"These new goals are ambitious, even audacious. But the Human Genome Project has never settled for making safe projections, and that has served us well," said Francis S. Collins, director of the National Human Genome Research Institute (NHGRI) and chair of the advisory council. "When we have looked at the facts, considered the opportunities, and tried to project forward five years, we have always done better than we thought we could. If there was ever a time to spark the imagination of the scientific community and the public, it is now."
The new plan will be presented to the advisory council by Collins, Department of Energy (DOE) genome program director Ari Patrinos, and planning committee chairs Aravinda Chakravarti and Leroy Walters. Besides goals for human genome sequencing, it also contains goals for studies of human genetic variation, genomic function, genomic analysis of model organisms, the ethical, legal, and social implications (ELSI) of genome research, as well as development of new technologies. But its boldest language pertains to spelling out the sequence of the 3 billion DNA bases that make up the human genome. Although delivering a complete human genome sequence has always been the project's ultimate and most challenging goal, actual production sequencing of human DNA has begun only recently as technology improvements and cost reductions have made it feasible. Analysis of sequencing strategies for human DNA over the past year's planning process led to the new proposal to deliver a complete, highly accurate, human genome sequence by the end of 2003.
"That analysis concluded we could finish one-third of the human genome sequence and have the rest pretty far along in 2001," Collins said. In sequencing terms, the word "finish" refers to stretches of DNA bases that contain no missing letters and that are spelled accurately. The new plan aims to sequence one-third of the human genome in this "finished" form in 2001, focusing on regions known to contain genes or other aspects important to biologists.
Meanwhile, sequencers will also be generating a "working draft" that, together with finished sequence, will cover at least 90% of the genome in 2001. The working draft will be immediately valuable to researchers and form the basis for high-quality, finished genome sequence.
"At full scale, that will put the complete, finished, high-quality human genome sequence within reach in 2003. No one else is doing this," Collins said.
According to Patrinos, DOE associate director for Biological and Environmental Research, "We have as our primary goal the finished 'Book of Life' by the end of 2003. However, we also want the working draft to be as useful as possible."
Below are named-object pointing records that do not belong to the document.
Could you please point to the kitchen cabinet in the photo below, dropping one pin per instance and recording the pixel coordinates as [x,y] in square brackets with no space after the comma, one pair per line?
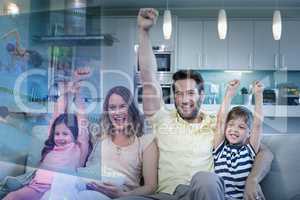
[117,60]
[290,46]
[190,52]
[214,49]
[240,44]
[266,49]
[118,55]
[157,36]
The federal genome project strategy will start with mapped DNA pieces of known location in the genome, so assembling the sequenced pieces will reflect the accurate orientation of DNA in the genome. Another key aspect of the new sequencing plan concerns access to the data. The new plan reiterates the Human Genome Project's position on release of DNA sequence into public databases for free access within 24 hours. The high quality and wide availability of the sequence will of maximum benefit to researchers studying the molecular basis of human health and disease.
The Human Genome Project officially began in 1990 as a 15-year program to characterize in detail the complete set of genetic instructions of the human and some important laboratory organisms. NHGRI, at the National Institutes of Health, and the Department of Energy carry out the effort. Most of the work is done in university research centers and in national laboratories. From the beginning the project has operated from a set of carefully established but aggressive research goals. The first plan covered fiscal years 1991-1995 and included mainly goals for genetic and physical mapping, computer management of research data, and research on ELSI issues. Rapid progress and technology advances required that a second five-year plan be developed in 1993 to cover research through 1998. To date, all of the proposed goals have been met or exceeded. DNA sequencing goals in the 1993-1998 plan, for example, called for completion of 80 million bases of DNA mostly from non-human organisms. To date, public databases contain more than three times that amount: 180 million bases of human DNA; 80 million bases of DNA from the roundworm; 14 million from the fruit fly; 12 million from yeast; and, 5 million from the bacterium E. coli.
The 1998-2003 plan contains goals for new areas of study, including how variations in human DNA sequence among different populations relate to the development of, or protection from, disease; new technologies and strategies for studying genetic function on a whole-genome scale; and new areas of ELSI research, such as identifying and addressing issues that link genetics to personal identity and racial or ethnic background, and their implications for philosophical and religious traditions.
The year 2003 is also the 50th anniversary of the discovery by James Watson and Francis Crick of the double helix structure of DNA. "There could hardly be a more fitting tribute to this momentous event in biology than the completion of the first human genome sequence in this anniversary year," the plans says. Watson was also the first director of the Human Genome Project at the National Institutes of Health from 1989 to 1992.